Ebenfalls absolut lesenswert sind die geschichtlichen Vor- und Nachbemerkungen der Autorin, da der Sturm nicht etwa eine ausgedachte Katastrophe ist. Am Labor Day 1935 zog in Florida der wohl schlimmste bis dato registrierte Wirbelsturm über das Land hinweg und brachte Zerstörung und Tod mit sich. Dieses Buch schildert somit fiktive Ereignisse rund um einen realen Wirbelsturm. Allerdings habe ich als Leser das Gefühl, dass es sich wirklich so zugetragen haben könnte.

Fazit

Summertime – Die Farbe des Sturms von Vanessa Lafaye ist ein spannender Roman, in dessen Zentrum nicht nur ein alles zerstörender Hurrikan steht, sondern auch die inneren Kämpfe und Unzufriedenheiten der Bewohner von Heron Key.

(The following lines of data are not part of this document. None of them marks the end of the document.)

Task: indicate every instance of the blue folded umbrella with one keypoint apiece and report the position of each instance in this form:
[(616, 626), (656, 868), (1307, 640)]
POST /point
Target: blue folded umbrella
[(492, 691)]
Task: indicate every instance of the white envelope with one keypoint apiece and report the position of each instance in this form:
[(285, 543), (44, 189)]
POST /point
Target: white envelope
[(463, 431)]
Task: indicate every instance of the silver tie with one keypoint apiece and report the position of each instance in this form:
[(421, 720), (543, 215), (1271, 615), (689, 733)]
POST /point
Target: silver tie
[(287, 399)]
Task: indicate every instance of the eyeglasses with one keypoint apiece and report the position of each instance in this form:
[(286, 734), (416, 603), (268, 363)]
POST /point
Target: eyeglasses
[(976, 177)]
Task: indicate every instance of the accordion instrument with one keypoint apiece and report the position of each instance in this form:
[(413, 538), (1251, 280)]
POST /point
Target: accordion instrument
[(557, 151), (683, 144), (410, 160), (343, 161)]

HighlightDiese gipfeln in persönlichen Machtkämpfen, Rassentrennung und Lynchjustiz und zeigen so ein sehr realistisches Bild der 30er Jahre in Florida.
Dieses Buch war für mich ein absolutes Lesehighlight, lasst euch vom farbenfrohen Cover nicht täuschen. Es spiegelt nämlich nur die aufgesetzte Fröhlichkeit der Einwohner von Heron Key wieder. Die Geschichte geht jedoch um einiges tiefer, ist vielschichtiger und weist einen wahren Kern auf.


Über die Autorin

Vanessa Lafaye wurde in Talahasse geboren und wuchs in Tampa, Florida, auf, wo kaum ein Jahr ohne Wirbelstürme vergeht. 1987 kam sie das erste Mal nach England, suchte das Abenteuer – und wurde fündig. Nach Zwischenstopps in Paris und Oxford lebt sie nun mit ihrem Mann in Marlborough, Wiltshire.
Vanessa Lafaye leitet dort den örtlichen Gemeindechor und verbringt ihre Freizeit am liebsten mit Musik und Schreiben. (Quelle: Buchumschlag)


Verlagsinfo

Summertime_Cover
© Limes Verlag

DEUTSCHE ERSTAUSGABE
Aus dem Amerikanischen von Andrea Brandl
Originaltitel: Summertime
Originalverlag: Orion, London 2015

Gebundenes Buch mit Schutzumschlag, 416 Seiten
ISBN: 978-3-8090-2653-2

Erschienen am 13.März 2017
im Limes Verlag

Die Rechte am gezeigten Cover und dem Verlagstext liegt beim genannten Verlag.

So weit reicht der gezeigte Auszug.